Her lack of servility did not suit her for employment in the big stores of Knightsbridge and Kensington. Eventually, and surprisingly, however, she did find a job in a second-hand bookshop in Bloomsbury and there she stayed.
‘It’s all dirt and dust and books,’ she related with satisfaction. ‘Been on the shelves for years, some of them. Nobody buying them, nobody even opening them up, poor things. I’ve told Mr Furtwangler I’m going to have a good clear-up. He wasn’t that keen because he said he knows where to find everything. He doesn’t even seem worried whether we sell any. There were only five people in
today but he doesn’t mind. He went off for a couple of hours this afternoon, to a gallery or somewhere, and left me in charge. It was lovely, really, Savage, and cosy.’
She knew Savage had Jean Deepe’s key in his bedside drawer. It was a strange key. Mr Kostelanetz said it was specially made, the sort of key which was very difficult to copy although he knew a man who did that sort of work.
When she had the duplicate Korky telephoned West London police and asked to speak to PC Deepe on a private matter. They said the officer would not be on duty until eight o’ clock the following morning. Korky went and loitered near the flat in Westbourne Grove and watched her leave. Quickly she was inside the apartment.
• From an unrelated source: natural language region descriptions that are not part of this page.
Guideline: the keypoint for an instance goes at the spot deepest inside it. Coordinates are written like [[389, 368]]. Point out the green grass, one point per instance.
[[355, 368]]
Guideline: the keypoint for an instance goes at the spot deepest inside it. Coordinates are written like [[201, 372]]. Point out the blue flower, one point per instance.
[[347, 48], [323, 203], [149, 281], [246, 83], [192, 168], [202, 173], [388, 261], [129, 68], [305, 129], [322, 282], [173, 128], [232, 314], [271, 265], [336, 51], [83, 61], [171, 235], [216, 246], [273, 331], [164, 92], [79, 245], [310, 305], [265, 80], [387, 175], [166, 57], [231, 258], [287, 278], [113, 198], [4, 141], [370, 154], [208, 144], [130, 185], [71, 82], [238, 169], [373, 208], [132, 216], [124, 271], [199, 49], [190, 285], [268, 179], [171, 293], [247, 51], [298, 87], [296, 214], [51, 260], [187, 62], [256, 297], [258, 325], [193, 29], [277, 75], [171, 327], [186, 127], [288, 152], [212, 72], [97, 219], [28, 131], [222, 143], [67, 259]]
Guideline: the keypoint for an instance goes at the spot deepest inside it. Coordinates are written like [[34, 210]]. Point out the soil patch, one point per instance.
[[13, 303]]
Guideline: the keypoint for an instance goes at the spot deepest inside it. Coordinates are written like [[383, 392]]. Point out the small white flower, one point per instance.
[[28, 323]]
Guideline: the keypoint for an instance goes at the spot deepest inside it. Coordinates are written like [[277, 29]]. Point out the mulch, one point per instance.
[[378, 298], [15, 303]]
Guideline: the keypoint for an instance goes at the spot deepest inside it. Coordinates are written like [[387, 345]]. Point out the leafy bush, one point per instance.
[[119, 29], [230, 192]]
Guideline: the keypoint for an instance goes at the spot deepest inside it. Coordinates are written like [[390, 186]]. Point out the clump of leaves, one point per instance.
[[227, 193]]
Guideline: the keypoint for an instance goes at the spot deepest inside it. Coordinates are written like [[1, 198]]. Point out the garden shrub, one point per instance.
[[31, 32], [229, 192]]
She was frightened but she wanted to see the place where this woman lived, where Savage went.
It was ordered and dim. The blinds were down. She sniffed the cigarette smoke and went towards the bedroom touching the door open with one fingertip. There was the bed. There were stubs in the ashtray beside it. She curled her nose at the quilt and the two embroidered cushions propped against the bedhead. Her heart sounding she stepped forward, turned back the covers to the sheet, and gave a little spiteful spit at it.
As she went back into the diffuse sitting room there was a sound outside the front door. She felt her eyes widen. Stepping back into the bedroom she peered through the thin aperture of the door. Through the letterbox dropped two letters. They bounced on the carpet. Korky took her hands from her chest and, after a full minute, went towards the letters and picked them up. ‘Bills,’ she said with a satisfied sniff. ‘I hope they’re big ones.’ She dropped them back on to the carpet and then, with another guilty glance around the room as if she suspected some hidden witness, she let herself out of the apartment.
She stood behind him as he worked at the word processor. ‘You’re nearly getting the feel of it now,’ she approved. ‘Don’t hammer it so much.’ He could feel the front of her sweatshirt slightly touching his shoulder. He had reached the Dodecanese. ‘What’s the most out-of-this-world island then?’ she asked. ‘The furthest, I mean. From anywhere else. Where nobody goes?’
Savage clumsily worked the pages back. She leaned over and deftly did it for him. ‘Tell me when to stop.’ she said.